The owner of the Aurora movie theater that was the site of a deadly 2012 attack could have reasonably enough foreseen the danger of such an attack to be held liable for it, a federal judge ruled Friday. Noting "the grim history of mass shootings and mass killings that have occurred in more recent times," U.S. District Court Judge R. Brooke Jackson ruled that Cinemark — owner of the Century Aurora 16 theater — could have predicted that movie patrons might be targeted for an attack. Jackson's ruling allows 20 lawsuits filed by survivors of the attack or relatives of those killed to proceed toward trial. "Although theaters had theretofore been spared a mass shooting incident, the patrons of a movie theater are, perhaps even more than students in a school or shoppers in a mall, 'sitting ducks,' " Jackson wrote.
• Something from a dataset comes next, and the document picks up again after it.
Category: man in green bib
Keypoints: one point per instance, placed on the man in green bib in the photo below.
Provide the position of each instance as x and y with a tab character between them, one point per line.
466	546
The judge seems to be saying that because we do not live in a perfect world, free of all violence, all businesses open to the public should be constantly on guard against psychopathic killers. Even though, as Scott Greenfield points out at his blog Simple Justice, "Perhaps the defining feature of crazy people is that they're unpredictable." But predict them businesses must, said Judge Jackson. Which means, as Greenfield notes, this ruling could have far-reaching consequences:

The biggest growth job in America will be armed guard. Every theater will require its own SWAT team, perhaps a MRAP or Bearcat. Office buildings, parks, skating rinks, pretty much anywhere more than three people gather, could be the next target of a madman. They will all need security, armed with the weapons needed to take out any crazy. Don't blame the businesses. They're just trying to cover their foreseeable obligations. Sure, there is almost no chance, almost no possibility whatsoever, that they will be the target of the next insane shooter, but Judge Jackson says it's still foreseeable. In fact, that no one has ever shot up a skating rink makes it even more foreseeable, by his rationale.

free-range-kids

That's a rationale that's not rational. While the ruling does not decide any of the lawsuits, it does establish that they can proceed. In doing so, it endorses what I call "worst-first thinking"—dreaming up the worst case scenario first ("What if someone comes in and shoots up our book club?") and proceeding as if it's likely to happen.

Worst-first thinking promotes constant panic. The word for that isn't prudence. It's paranoia.